Additional AI Jargons:

Loss Calculation:
Loss Calculation is the difference between the expected(correct) answer and the predicted answer. A model needs feedback to learn. Loss answers one question: How far was my prediction from the truth?

Small loss → prediction was good

Large loss → prediction was bad

Example:
Suppose the correct word is “book”. But, consider the model predicts: “table” then Loss calculation compares predicted output with the expected output and Produces a number that represents the error

If the prediction is close → low loss

If the prediction is far → high loss

Back Propagation:
Backpropagation is the process of updating the model’s weights based on the loss so the model makes better predictions next time.

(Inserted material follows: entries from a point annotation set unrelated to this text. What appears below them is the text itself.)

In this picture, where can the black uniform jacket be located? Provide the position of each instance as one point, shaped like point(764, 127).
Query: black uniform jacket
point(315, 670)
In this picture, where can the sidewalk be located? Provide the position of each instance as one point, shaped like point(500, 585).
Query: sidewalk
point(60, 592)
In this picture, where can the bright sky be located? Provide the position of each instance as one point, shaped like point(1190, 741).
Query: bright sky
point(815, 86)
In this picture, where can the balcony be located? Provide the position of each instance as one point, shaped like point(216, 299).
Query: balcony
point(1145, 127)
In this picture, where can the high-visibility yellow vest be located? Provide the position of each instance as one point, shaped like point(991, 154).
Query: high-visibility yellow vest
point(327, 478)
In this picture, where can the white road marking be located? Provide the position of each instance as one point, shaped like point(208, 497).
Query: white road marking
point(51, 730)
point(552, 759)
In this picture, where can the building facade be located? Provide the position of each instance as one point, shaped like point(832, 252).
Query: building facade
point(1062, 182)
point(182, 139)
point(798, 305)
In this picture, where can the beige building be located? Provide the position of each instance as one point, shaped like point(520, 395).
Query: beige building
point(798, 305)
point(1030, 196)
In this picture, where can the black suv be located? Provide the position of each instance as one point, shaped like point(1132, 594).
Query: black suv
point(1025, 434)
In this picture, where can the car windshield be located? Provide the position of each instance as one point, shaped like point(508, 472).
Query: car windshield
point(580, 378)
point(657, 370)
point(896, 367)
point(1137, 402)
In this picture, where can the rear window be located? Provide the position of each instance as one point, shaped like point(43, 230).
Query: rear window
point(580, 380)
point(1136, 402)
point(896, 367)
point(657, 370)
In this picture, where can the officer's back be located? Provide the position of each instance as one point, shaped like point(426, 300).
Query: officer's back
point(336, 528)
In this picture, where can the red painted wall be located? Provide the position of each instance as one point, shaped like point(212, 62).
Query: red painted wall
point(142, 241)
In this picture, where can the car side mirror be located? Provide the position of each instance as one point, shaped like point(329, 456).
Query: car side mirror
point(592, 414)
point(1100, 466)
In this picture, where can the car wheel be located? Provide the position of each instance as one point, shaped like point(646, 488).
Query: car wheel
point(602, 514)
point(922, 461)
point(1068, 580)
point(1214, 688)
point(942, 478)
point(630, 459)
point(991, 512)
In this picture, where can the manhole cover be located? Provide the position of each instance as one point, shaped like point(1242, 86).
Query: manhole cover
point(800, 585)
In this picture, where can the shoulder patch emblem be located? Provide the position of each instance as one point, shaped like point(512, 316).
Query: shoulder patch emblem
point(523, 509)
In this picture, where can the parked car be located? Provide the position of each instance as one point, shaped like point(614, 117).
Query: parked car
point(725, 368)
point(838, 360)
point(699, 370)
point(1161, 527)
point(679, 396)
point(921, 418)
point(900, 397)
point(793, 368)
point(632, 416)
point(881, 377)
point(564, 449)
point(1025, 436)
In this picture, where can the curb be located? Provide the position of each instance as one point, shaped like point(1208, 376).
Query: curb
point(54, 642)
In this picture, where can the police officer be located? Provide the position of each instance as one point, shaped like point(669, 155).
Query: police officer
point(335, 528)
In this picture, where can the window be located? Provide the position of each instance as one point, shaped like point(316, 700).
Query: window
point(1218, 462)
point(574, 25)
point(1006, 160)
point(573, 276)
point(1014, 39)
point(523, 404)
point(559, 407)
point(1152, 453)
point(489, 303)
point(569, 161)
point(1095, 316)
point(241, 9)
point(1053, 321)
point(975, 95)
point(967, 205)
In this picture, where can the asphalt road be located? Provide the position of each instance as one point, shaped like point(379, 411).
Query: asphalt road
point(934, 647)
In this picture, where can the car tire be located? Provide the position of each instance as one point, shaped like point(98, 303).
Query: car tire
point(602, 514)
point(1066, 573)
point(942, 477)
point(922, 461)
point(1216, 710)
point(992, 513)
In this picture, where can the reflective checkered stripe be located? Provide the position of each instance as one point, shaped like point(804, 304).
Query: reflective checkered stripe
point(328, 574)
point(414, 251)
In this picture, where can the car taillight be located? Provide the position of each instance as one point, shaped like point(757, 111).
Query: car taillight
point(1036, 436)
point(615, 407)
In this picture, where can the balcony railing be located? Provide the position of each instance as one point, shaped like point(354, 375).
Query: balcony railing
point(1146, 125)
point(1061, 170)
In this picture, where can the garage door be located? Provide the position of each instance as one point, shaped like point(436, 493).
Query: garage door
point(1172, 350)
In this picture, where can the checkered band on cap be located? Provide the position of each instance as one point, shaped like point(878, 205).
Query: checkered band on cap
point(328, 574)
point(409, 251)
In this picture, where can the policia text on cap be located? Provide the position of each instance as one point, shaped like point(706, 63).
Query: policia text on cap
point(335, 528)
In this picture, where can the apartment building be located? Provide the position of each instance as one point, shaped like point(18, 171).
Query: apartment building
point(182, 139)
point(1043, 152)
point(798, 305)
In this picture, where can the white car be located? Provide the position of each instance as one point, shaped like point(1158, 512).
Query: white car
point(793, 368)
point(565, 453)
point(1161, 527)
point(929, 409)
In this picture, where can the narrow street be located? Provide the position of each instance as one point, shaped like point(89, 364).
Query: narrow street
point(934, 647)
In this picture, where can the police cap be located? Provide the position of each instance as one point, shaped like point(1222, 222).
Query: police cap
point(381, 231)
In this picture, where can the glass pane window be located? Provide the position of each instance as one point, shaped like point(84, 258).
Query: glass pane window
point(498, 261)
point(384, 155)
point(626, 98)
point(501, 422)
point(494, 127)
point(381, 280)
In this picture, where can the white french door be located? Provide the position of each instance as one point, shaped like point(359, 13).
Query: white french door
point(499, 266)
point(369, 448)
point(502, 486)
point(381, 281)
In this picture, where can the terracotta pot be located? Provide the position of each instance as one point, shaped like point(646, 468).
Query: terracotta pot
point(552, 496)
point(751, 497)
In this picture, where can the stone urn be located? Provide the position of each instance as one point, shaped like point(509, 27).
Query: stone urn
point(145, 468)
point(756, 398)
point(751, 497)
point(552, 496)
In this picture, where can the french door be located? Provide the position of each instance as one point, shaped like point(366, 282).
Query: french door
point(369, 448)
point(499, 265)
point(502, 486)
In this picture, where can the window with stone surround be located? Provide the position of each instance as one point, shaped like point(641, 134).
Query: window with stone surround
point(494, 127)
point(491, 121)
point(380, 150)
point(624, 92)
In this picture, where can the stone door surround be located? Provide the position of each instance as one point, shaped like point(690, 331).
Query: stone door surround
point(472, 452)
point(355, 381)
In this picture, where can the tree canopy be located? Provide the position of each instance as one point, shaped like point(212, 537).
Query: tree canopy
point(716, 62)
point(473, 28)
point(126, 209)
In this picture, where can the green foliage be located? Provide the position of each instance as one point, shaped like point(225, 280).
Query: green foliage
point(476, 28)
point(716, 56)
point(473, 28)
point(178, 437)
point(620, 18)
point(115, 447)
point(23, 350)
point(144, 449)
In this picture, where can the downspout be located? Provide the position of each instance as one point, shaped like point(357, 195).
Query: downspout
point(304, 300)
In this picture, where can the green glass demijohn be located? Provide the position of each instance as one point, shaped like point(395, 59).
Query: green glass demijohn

After the loss calculation based on value it moves backward through the Neural Network and figure outs which weight contributed to the error and it adjust those weights slightly to reduce the loss.

From this word: She put the book on the table because it was heavy.
the correct word is “book” but if the model predicts: “table” then Loss is high.

Here, the back propagation reduces weights that favored “table”; Increases weights that favor “book” Next time, the model is less likely to repeat the same mistake

Knowledge Cutoff:
Knowledge cutoff is the point in time after which a model has no information about new events or updates.

Example: Textbook published in 2022 doesn’t include the information of 2023 or later. it needs to be published again. its like an data update in a model. how much past knowledge the model holds up to a specific time frame.

Vocab Size:
Vocab size is the total number of unique tokens a model can recognize. it includes words, sub-words, punctuation and special tokens.

Example:
["I", "love", "read", "reading", "book", "##ing", ".", ","]
The model knows only this words. Apart from that it doesn’t know outside words

Example:
Vocab Size of GPT and Gemini
GPT based ChatGPT models has ~100000 token range based on older earlier versions
Gemini by Google has ~256000 tokens from Gemma Variant

Temperature:
Temperature controls the balance between determinism and creativity in model outputs.
Low temperature → safer, more predictable responses
High temperature → more varied and creative responses

Example:
Low to medium temperature
User: “Hi, how are you?”
Model: “I’m fine, thanks for asking. What about you?”

Medium to high temperature
User: “Hi, how are you?”
Model: “I’m absolutely great! I really appreciate you asking. How are things going on your side, and is there anything I can help you with?